Die Rotkehlchen saßen rund um den Futterplatz, pickten eifrig die Körner, Nüsse und Früchte, die man für sie in Rindertalg eingebettet dort in gut erreichbarer Höhe oberhalb des Bodens im Vogelhäuschen festgemacht hatte. Ein Jungvogel aus dem zweiten Brutgelege war schlanker und kleiner als die älteren Vögel und fraß an diesem nasskalten und eisigen Tag noch schneller als diese. Der Schnee fing an zu tauen, doch da es noch früh in diesem Winter war, konnte das Wetter noch jederzeit wieder umschlagen, somit also neuen Schnee bringen.
Der Jungvogel piepte immer wieder zwischendurch, froh endlich nicht zu kurz zu kommen. „Frisst Du immer so schnell?“ tschilpte ein Altvogel sich ein wenig wun-dernd. „Ja, das habe ich gelernt während der Nestzeit. Ich war das kleinste und schwächste Tier, aber auch das Schlauste, ich will überleben!“ „Was meinst Du damit? Was hast Du in dieser Zeit erlebt?“ zirpte ein Altvogel.
„Ach meine Altvögel kümmerten sich mehr um die kräftigeren Geschwister, die überall auf dem Waldboden herum huschten. Ihr müsst wissen, unser Nest war in einem alten Schuh, also keine besonders sichere Unterkunft, wenn ihr mich fragt. Ich war ängstlich und schwächer, da ich immer als letztes versorgt wurde. Daher blieb ich näher beim Nest und verkroch mich auch mehr in den Fuß des Schuhs. Die Marder in der Nacht waren unsere größten Feinde. Die Marder sind ja so gefährlich, da sie sich so leise anschleichen, dass man sie nicht hört. Wenn man sie riechen kann, ist es im Prinzip schon zu spät, vor allem wenn man noch nicht wirklich fliegen kann. Ich lernte in der Zeit sehr schnell, am Tag immer wieder im Schuh zu schlafen, um Nachts munterer zu sein. Meine Warnungen verklangen ungehört oder kamen zu spät, genau kann ich dies nicht sagen. So nach und nach holten sie die anderen Jungvögel, ich kroch in die Schuhspitze, da fanden sie mich nicht. Der Marder hatte leichtes Spiel, er kam des Nachts, wo die meisten schlafen.

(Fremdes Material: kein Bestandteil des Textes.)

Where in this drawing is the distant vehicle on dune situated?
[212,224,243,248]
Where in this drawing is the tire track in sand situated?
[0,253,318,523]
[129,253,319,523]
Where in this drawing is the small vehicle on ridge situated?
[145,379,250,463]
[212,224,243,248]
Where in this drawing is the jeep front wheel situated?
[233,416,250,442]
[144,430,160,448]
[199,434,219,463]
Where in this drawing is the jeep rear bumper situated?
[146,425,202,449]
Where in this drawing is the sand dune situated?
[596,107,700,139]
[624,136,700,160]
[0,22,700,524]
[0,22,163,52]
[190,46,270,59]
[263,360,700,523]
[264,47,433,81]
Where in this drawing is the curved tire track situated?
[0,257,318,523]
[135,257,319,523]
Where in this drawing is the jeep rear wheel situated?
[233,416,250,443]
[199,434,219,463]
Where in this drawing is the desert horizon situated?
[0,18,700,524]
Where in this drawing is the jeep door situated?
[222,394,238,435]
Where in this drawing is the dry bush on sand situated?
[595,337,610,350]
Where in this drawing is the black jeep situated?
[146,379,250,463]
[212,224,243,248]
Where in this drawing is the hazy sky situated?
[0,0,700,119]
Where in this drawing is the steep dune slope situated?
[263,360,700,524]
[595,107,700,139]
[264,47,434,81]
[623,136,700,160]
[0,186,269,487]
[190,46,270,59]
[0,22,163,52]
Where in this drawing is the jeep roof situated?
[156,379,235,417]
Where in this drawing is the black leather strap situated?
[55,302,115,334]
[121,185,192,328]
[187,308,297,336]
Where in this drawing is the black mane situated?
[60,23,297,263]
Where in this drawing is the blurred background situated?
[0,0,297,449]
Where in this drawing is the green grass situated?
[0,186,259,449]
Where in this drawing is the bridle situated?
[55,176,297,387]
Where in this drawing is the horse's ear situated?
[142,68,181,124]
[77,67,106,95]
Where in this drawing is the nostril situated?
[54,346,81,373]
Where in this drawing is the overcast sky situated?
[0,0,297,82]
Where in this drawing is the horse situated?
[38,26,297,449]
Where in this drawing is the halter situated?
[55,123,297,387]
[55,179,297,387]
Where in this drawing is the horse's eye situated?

Am Tag sangen die Altvögel, besonders das Männchen und lehrte uns so den Gesang und was er zu bedeuten hatte. Wir übten ihn kräftig, damit wir ihn hoffentlich ihn für unser Leben anwenden konnten. So lernte ich die Gesänge, damit ich sie nun anwenden kann, wenn ich in der kommenden warmen Jahreszeit, ein Weibchen annehme. Ich werde dafür sorgen, dass ich mit dem Weibchen in meinem Revier zwei Nistplätze finde, die in sicherer Höhe liegen, damit mehr Junge groß werden.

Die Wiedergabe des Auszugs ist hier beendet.